I love this game, i keep posting copy and paste that dosent fit in with the deabte on many blogs, and then shove silly words like kebabs, curries , pizzas into the posts and 95% of you angry bloggers miss them because you aint reading them properly and answer the post as if you have read it.

honest i keep doing it and silly buggers like junican still miss it again and again.

the evidence of this fun is that bloggers blog at length and those that answer them cant be arsed to read the post properly but want to sound off on their own gripe anyway.

you know its true bloggers, you don\\\\\\\'t read blogs properly do you cos they are boring shite repeated time and time again.

the winner of most boring fart 2011 goes to DAVE ATHERTON, good god he has lost the plot in his own loony world....i can\\\\\\\'t be bothered to play with him, his blog makes me dizzy, have a look at his latest shite....unbeliveable.

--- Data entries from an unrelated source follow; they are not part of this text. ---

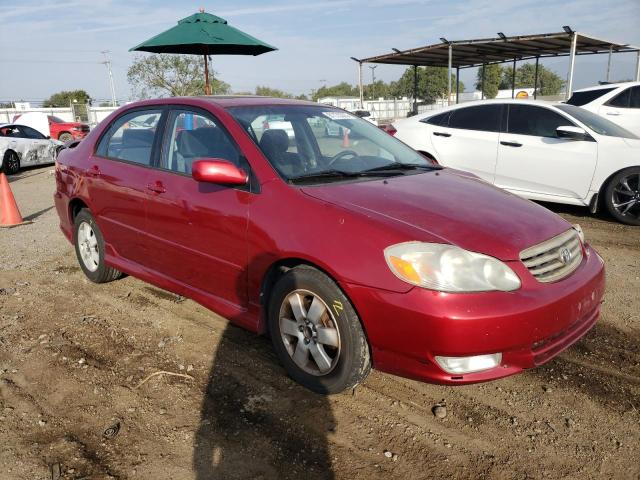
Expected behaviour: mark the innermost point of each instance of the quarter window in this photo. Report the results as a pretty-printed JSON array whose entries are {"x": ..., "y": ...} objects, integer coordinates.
[
  {"x": 193, "y": 136},
  {"x": 131, "y": 137},
  {"x": 484, "y": 118},
  {"x": 622, "y": 100},
  {"x": 535, "y": 121}
]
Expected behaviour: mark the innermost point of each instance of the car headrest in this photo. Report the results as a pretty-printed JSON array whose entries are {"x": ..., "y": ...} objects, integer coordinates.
[
  {"x": 137, "y": 137},
  {"x": 274, "y": 142}
]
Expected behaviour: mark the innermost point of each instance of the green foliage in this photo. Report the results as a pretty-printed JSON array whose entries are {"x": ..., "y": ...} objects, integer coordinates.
[
  {"x": 66, "y": 97},
  {"x": 492, "y": 78},
  {"x": 548, "y": 82},
  {"x": 171, "y": 75}
]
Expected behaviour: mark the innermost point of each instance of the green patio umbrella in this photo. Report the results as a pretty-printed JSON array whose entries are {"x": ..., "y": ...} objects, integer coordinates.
[{"x": 204, "y": 34}]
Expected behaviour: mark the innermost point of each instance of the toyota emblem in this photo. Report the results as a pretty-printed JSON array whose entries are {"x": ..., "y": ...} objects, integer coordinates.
[{"x": 565, "y": 255}]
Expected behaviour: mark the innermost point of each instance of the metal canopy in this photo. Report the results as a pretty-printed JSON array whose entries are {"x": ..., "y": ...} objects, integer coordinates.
[
  {"x": 486, "y": 51},
  {"x": 474, "y": 53}
]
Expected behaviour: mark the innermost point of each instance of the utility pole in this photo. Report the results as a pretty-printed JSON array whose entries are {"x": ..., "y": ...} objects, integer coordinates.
[
  {"x": 107, "y": 63},
  {"x": 373, "y": 80}
]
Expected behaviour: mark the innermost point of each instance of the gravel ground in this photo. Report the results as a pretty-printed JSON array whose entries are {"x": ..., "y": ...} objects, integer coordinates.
[{"x": 74, "y": 355}]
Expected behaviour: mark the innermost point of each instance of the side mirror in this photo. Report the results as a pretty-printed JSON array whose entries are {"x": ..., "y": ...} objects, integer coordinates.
[
  {"x": 573, "y": 133},
  {"x": 216, "y": 170}
]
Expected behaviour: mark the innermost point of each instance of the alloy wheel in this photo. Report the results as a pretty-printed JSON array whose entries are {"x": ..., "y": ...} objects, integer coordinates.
[
  {"x": 626, "y": 196},
  {"x": 309, "y": 332}
]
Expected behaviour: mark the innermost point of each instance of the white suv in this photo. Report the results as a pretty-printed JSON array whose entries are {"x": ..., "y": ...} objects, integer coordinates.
[{"x": 619, "y": 102}]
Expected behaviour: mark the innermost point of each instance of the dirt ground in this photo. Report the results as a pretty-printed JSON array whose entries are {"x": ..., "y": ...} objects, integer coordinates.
[{"x": 73, "y": 356}]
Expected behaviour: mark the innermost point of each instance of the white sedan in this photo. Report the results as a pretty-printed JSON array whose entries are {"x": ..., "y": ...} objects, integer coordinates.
[
  {"x": 619, "y": 102},
  {"x": 23, "y": 146},
  {"x": 541, "y": 151}
]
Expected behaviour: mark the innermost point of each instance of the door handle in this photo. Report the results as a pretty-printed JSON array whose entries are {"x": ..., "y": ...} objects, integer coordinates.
[
  {"x": 93, "y": 171},
  {"x": 156, "y": 187}
]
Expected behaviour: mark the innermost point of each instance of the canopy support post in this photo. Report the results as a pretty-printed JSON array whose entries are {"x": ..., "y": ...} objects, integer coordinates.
[
  {"x": 513, "y": 80},
  {"x": 572, "y": 64},
  {"x": 207, "y": 86},
  {"x": 535, "y": 80},
  {"x": 415, "y": 89},
  {"x": 449, "y": 74}
]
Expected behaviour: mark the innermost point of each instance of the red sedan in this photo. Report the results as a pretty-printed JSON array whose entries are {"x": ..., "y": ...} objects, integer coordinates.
[{"x": 350, "y": 251}]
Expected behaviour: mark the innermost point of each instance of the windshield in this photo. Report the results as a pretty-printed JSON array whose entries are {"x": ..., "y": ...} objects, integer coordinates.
[
  {"x": 596, "y": 123},
  {"x": 323, "y": 144}
]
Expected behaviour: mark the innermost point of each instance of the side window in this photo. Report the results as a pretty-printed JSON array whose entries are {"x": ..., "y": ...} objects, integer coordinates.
[
  {"x": 192, "y": 136},
  {"x": 28, "y": 132},
  {"x": 635, "y": 97},
  {"x": 441, "y": 119},
  {"x": 536, "y": 121},
  {"x": 621, "y": 100},
  {"x": 131, "y": 137},
  {"x": 484, "y": 117}
]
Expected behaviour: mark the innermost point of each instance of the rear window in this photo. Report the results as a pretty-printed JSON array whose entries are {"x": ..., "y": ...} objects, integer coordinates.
[{"x": 582, "y": 98}]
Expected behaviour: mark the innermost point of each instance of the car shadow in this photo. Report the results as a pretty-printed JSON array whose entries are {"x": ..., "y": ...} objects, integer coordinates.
[{"x": 254, "y": 421}]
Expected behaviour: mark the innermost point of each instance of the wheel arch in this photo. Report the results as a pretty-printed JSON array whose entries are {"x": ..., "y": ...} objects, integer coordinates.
[{"x": 276, "y": 270}]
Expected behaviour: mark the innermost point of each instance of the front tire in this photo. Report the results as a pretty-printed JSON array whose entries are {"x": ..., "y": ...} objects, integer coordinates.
[
  {"x": 622, "y": 196},
  {"x": 11, "y": 163},
  {"x": 316, "y": 332},
  {"x": 89, "y": 244}
]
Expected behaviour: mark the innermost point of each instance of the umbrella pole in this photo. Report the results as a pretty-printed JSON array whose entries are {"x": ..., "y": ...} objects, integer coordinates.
[{"x": 207, "y": 87}]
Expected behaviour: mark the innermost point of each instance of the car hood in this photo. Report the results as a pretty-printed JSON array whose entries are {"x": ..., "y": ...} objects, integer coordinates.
[{"x": 448, "y": 206}]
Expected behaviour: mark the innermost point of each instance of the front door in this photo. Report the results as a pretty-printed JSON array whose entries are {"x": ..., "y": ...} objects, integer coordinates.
[
  {"x": 534, "y": 162},
  {"x": 470, "y": 140},
  {"x": 197, "y": 232}
]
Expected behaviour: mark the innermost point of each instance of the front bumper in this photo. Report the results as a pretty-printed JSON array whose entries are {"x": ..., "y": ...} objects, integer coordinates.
[{"x": 529, "y": 326}]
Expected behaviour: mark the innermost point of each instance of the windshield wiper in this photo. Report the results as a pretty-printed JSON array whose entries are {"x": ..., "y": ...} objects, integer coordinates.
[
  {"x": 338, "y": 174},
  {"x": 403, "y": 166}
]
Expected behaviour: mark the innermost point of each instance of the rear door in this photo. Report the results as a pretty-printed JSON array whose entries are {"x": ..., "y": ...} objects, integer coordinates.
[
  {"x": 117, "y": 177},
  {"x": 469, "y": 141},
  {"x": 624, "y": 109},
  {"x": 198, "y": 231},
  {"x": 534, "y": 162}
]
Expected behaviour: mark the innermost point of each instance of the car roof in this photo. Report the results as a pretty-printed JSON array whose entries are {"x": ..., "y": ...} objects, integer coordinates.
[{"x": 608, "y": 86}]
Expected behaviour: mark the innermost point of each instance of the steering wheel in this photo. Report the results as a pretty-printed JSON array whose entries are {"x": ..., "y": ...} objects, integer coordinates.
[{"x": 341, "y": 155}]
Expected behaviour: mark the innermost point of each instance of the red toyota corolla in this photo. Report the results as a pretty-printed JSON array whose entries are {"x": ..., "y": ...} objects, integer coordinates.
[{"x": 352, "y": 251}]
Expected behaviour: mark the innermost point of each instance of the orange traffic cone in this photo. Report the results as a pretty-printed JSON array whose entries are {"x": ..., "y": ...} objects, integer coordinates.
[
  {"x": 9, "y": 213},
  {"x": 345, "y": 139}
]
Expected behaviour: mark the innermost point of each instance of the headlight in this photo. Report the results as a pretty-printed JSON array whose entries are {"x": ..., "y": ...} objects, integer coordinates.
[{"x": 448, "y": 268}]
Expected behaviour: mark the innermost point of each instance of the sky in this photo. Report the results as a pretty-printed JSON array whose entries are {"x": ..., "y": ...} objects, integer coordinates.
[{"x": 53, "y": 45}]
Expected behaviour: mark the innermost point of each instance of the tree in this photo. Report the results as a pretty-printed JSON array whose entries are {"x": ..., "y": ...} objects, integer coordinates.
[
  {"x": 492, "y": 77},
  {"x": 432, "y": 84},
  {"x": 548, "y": 82},
  {"x": 171, "y": 75},
  {"x": 67, "y": 97}
]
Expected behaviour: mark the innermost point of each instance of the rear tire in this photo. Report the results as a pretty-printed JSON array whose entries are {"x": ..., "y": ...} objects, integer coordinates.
[
  {"x": 89, "y": 245},
  {"x": 622, "y": 196},
  {"x": 321, "y": 345},
  {"x": 11, "y": 163}
]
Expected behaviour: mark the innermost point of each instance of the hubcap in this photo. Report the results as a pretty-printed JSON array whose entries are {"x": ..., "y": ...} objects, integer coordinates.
[
  {"x": 626, "y": 196},
  {"x": 88, "y": 247},
  {"x": 309, "y": 332}
]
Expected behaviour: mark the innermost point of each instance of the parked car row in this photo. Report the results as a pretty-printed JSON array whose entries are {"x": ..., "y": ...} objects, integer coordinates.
[
  {"x": 542, "y": 151},
  {"x": 351, "y": 255}
]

the winner of most boring topic that gets shoved into as many posts as possible no matter what the thread is about 2011

SECOND HAND SMOKE.

the winner of best blog 2011 is:

FRANK DAVIS...he almost seems normal, if he opens the blog up no registration i will leave it alone, i could have opened dozens of wordpress accounts but i didnt.

the winner of ....i want to be a victim, please let me be the victim , just troll me dickie doubleday i will bait you 2011 is:

PAT NURSE...sorry love there are just too many nutters to play with, and you will only smoke yourself silly over it and i feel guilty about that, oh and show everyone all my harrassment that you go on about but nobody ever sees.

victim my arse

lookalike nuttter said...

sorry about the punctuation its the proxy that does it

Leg-iron said...

Nutter.. keep playing. There is more rope to tease out yet.

Don't keep playing the proxy game. You arnott that intelligent.

a is for azbo said...

03:21

you know you've passed out with distinction when they close down the dump and demolish it after you've left...

stan the scalpel said...

00:11

dame mary seacole, i presume?

high plains spliffter said...

01:25

If even a half of the population actually stopped and thought about what is happening, the hypocrisy, the bias, the corruption, well then we would be running short of piano wire in no time, wouldn't we? (I can only dream)

yeah, coz music is the food of love man

paul x

desperately seeking reality said...

compulsory education: the one concept guaranteed to turn-off the intellectual light-bulb of a whole society; marvellous, the only thing i learnt at school was getting-out-of-bed-in-the-morning - now i'm unemployed and don't know why i bothered, coz i just feel guilty about wasting my one skill; the jobcentre want me to re-train, but i can't think what for?